Чадо с хлюпаньем утерло нос и полезло рукой под подушку. За носовым платком.
– Ну? – сказал я.
– Это… это стыдно, – прошептало чадо. – И противно. А Олаф мертвый.
– Полиция, как и медицина, – наставительно произнес я, ощущая огромную неловкость, – не признает таких понятий, как «стыдно».
– Ну ладно, – сказало вдруг чадо, гордо вздернув голову. – Хрен с вами. Дело было так. Сначала шутки: жених или невеста, мальчик или девочка… ну, вроде как вы со мной обращались… Он тоже, наверное, принял меня неизвестно за что… А потом, когда мы вышли, он принялся меня лапать.
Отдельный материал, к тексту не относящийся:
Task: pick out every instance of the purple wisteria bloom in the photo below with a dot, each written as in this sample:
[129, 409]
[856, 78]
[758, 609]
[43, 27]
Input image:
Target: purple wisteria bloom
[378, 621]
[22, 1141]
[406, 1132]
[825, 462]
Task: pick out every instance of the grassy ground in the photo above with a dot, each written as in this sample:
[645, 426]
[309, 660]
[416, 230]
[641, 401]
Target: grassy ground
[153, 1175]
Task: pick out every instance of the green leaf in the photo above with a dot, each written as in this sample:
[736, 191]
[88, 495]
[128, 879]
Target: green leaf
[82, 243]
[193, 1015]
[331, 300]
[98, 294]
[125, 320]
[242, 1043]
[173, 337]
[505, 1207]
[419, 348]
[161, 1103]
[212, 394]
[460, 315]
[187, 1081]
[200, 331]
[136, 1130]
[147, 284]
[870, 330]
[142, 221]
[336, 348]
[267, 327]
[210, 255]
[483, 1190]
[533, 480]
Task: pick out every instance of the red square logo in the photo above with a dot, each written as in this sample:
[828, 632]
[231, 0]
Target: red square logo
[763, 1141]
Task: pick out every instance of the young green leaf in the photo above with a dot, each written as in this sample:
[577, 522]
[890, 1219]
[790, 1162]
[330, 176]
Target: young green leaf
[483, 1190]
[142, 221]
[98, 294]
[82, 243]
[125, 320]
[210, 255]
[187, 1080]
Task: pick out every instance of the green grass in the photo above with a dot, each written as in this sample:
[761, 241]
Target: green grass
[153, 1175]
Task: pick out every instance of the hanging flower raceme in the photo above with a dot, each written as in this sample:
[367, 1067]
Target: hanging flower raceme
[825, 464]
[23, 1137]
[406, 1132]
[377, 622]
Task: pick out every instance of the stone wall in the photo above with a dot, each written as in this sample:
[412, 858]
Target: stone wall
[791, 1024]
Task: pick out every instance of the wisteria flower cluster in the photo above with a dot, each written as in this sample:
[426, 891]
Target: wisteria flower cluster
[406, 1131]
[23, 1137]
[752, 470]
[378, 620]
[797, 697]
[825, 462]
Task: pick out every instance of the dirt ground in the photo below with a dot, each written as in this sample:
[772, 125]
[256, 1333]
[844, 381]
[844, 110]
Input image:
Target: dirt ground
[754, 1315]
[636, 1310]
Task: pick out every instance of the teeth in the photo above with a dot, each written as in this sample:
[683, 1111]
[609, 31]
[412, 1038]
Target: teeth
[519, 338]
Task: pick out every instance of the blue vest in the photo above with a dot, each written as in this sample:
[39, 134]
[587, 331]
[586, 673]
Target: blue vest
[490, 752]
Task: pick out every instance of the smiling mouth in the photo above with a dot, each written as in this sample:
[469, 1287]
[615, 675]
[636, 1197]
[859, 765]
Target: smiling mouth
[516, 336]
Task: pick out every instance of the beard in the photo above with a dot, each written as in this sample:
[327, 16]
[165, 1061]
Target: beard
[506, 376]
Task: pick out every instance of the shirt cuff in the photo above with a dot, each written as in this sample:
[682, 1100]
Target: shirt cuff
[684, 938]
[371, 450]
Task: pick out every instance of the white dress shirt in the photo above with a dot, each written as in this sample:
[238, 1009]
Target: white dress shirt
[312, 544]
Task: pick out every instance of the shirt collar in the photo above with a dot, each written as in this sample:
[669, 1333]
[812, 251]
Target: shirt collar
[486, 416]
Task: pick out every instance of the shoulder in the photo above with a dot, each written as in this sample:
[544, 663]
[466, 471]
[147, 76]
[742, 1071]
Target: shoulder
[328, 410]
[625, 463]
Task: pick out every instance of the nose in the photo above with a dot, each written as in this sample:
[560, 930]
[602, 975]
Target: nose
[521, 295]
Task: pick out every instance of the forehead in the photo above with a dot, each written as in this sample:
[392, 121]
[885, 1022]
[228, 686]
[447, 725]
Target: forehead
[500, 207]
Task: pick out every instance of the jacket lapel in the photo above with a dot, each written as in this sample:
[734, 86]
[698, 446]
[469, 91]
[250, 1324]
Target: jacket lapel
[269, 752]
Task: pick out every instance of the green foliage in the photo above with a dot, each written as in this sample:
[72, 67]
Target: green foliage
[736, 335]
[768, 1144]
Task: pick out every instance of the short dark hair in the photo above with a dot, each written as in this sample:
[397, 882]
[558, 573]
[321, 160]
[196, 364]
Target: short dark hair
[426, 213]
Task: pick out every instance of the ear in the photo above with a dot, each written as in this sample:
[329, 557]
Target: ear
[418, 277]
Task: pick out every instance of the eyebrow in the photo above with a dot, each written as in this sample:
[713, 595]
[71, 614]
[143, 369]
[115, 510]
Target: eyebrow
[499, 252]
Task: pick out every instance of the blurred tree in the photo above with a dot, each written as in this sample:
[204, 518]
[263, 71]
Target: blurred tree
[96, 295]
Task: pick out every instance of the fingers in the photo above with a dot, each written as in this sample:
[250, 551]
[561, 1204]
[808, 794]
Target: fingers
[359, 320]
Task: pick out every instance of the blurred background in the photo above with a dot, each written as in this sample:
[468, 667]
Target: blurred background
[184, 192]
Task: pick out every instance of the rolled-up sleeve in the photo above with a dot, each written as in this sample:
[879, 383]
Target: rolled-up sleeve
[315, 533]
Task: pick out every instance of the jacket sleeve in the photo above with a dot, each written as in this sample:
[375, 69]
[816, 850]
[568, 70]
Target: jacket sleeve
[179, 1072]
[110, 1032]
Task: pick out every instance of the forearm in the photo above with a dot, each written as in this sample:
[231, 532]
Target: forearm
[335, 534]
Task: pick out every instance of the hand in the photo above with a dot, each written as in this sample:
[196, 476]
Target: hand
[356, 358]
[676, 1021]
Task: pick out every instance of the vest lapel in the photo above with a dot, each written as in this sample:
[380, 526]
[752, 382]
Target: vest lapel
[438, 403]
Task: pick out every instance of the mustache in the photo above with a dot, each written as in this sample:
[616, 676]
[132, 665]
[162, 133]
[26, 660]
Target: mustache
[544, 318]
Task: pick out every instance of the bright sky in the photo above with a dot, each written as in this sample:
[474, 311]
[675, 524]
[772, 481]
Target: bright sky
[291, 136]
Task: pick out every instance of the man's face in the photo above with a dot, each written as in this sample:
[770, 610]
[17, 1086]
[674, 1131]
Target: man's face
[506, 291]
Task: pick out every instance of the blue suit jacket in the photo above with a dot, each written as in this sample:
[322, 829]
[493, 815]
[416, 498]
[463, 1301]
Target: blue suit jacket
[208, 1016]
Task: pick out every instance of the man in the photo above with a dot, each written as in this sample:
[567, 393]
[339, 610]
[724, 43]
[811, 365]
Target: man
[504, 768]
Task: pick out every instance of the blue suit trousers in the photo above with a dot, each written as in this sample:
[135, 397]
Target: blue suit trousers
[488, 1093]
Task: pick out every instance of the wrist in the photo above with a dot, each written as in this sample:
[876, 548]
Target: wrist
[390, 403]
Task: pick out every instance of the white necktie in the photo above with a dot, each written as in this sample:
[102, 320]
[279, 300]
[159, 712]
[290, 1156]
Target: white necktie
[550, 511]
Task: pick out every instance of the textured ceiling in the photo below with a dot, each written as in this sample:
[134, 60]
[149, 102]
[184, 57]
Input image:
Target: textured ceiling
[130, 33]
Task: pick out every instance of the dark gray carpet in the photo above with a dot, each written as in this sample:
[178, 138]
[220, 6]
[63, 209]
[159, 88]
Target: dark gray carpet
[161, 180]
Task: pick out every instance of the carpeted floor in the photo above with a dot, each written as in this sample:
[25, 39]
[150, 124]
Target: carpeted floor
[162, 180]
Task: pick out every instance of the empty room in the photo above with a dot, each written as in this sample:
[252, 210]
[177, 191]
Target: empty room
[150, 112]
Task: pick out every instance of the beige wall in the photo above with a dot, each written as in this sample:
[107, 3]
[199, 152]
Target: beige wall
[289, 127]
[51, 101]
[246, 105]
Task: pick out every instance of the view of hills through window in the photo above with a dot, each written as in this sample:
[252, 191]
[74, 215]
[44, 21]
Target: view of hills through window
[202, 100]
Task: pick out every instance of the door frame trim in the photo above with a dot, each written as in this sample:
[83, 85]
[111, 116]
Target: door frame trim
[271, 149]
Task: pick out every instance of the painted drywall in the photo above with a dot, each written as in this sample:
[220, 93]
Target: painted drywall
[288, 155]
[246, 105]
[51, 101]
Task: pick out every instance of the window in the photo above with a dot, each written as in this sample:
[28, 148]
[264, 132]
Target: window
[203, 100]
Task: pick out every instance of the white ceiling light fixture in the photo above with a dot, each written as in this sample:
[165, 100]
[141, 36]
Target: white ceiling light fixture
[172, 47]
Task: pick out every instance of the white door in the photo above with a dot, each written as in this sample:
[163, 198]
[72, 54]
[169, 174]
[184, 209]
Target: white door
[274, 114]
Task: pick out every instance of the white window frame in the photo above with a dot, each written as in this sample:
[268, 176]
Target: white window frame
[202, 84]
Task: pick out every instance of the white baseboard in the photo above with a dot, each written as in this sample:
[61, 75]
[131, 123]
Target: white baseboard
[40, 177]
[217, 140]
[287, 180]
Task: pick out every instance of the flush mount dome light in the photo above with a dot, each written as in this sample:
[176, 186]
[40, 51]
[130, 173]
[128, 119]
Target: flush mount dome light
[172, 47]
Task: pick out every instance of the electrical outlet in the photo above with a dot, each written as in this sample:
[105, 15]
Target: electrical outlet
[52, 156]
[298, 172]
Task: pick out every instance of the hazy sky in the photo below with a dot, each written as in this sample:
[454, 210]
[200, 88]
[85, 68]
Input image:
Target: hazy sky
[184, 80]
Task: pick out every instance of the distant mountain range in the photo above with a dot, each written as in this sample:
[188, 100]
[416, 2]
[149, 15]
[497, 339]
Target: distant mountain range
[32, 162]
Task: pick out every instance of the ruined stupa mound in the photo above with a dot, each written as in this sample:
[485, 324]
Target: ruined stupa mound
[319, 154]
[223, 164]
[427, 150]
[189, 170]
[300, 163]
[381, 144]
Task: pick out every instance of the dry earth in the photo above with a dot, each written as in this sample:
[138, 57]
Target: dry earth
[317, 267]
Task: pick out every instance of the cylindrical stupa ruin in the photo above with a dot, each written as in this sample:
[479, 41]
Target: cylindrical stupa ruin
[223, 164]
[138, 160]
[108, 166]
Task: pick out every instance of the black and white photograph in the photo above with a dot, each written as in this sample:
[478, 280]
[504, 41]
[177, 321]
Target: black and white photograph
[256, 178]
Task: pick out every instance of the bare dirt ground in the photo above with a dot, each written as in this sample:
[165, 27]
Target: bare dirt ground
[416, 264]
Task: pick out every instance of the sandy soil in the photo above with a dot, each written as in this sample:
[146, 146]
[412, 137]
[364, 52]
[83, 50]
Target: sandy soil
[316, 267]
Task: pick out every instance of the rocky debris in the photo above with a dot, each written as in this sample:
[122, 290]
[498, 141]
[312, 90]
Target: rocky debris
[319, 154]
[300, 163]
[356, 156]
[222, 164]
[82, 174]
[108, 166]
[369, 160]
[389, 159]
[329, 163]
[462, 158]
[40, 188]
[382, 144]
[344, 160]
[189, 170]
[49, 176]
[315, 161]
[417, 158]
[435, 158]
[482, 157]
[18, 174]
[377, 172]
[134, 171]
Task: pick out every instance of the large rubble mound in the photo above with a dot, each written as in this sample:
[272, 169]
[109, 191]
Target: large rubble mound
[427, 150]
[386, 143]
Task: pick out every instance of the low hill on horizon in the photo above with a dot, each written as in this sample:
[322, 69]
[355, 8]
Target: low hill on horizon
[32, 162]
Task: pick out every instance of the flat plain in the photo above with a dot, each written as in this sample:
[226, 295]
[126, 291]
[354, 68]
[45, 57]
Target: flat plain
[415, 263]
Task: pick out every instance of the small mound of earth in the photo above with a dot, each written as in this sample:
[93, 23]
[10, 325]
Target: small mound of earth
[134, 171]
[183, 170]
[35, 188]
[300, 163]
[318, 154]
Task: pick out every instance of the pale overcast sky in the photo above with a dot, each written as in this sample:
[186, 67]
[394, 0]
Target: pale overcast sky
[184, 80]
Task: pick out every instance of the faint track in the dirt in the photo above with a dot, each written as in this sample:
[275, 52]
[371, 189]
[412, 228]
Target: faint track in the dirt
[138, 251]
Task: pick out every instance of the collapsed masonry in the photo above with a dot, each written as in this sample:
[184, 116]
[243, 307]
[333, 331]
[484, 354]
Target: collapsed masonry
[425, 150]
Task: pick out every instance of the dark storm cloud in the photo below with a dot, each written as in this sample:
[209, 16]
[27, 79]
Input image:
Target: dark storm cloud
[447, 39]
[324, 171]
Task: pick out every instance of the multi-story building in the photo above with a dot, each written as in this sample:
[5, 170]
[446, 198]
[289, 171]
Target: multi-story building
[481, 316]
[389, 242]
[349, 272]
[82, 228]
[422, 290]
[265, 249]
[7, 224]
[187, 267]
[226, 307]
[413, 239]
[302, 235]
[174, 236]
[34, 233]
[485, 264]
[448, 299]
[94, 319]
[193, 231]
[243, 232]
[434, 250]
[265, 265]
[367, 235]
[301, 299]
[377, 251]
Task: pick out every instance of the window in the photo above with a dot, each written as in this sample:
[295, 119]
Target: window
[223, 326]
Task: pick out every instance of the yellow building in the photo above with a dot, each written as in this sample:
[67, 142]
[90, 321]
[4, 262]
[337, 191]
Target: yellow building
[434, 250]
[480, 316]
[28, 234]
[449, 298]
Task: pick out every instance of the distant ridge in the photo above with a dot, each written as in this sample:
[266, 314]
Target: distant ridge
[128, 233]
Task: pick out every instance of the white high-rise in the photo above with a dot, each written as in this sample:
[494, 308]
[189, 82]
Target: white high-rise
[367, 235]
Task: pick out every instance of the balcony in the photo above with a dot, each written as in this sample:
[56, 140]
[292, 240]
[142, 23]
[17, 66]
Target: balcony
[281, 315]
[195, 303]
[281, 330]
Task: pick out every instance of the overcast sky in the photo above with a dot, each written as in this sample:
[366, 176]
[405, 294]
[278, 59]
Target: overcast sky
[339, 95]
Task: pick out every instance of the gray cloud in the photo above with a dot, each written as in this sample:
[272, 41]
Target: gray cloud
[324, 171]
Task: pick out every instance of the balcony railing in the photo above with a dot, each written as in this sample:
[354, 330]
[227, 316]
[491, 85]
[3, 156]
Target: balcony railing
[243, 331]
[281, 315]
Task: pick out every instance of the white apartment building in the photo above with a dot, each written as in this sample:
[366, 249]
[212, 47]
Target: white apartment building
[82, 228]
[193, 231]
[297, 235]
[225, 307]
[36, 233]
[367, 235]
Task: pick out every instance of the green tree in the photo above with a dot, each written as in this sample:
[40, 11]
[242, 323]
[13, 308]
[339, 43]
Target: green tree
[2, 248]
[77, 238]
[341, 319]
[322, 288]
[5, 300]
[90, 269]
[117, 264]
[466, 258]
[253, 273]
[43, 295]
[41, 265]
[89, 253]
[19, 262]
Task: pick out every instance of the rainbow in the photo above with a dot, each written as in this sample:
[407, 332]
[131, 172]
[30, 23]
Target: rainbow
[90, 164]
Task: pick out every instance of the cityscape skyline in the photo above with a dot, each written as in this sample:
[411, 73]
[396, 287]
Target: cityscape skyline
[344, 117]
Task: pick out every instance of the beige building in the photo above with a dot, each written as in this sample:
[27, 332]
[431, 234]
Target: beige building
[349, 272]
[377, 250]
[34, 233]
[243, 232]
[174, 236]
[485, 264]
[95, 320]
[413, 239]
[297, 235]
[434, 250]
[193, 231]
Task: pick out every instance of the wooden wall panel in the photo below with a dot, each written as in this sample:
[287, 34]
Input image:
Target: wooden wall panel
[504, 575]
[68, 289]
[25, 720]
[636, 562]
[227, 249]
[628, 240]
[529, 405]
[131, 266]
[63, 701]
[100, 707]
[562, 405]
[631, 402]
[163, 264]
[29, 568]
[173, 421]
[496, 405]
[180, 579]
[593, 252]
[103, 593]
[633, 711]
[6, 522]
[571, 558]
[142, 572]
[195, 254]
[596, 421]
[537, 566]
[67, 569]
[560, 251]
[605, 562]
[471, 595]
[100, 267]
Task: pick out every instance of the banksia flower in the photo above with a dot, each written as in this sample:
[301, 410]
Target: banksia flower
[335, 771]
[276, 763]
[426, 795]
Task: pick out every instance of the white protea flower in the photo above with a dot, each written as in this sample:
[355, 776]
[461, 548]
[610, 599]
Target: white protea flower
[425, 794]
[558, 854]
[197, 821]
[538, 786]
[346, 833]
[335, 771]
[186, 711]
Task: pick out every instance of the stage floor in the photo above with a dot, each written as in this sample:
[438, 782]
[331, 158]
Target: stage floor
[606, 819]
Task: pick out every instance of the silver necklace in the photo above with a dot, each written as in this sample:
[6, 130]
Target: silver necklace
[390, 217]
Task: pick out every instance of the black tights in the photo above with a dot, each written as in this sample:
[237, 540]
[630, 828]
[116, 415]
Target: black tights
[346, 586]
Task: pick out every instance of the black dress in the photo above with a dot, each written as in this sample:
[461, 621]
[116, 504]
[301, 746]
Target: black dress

Мне стало противно, и пришлось дать ему по морде… по лицу…
– Ну? – сказал я, не глядя на него.
– Ну, он обиделся, обругал меня и ушел. Может быть, я, конечно, зря, может, и не надо было давать волю рукам, но он тоже был хорош…
– Куда он ушел?
– Да откуда мне знать? Стану я смотреть, куда да зачем… Ушел по коридору… – Чадо махнуло рукой. – Не знаю куда.
– А вы?
– А я… А что – я? Все настроение пропало, противно, скукотища… Одно и оставалось – пойти к себе, запереться и напиться до чертиков…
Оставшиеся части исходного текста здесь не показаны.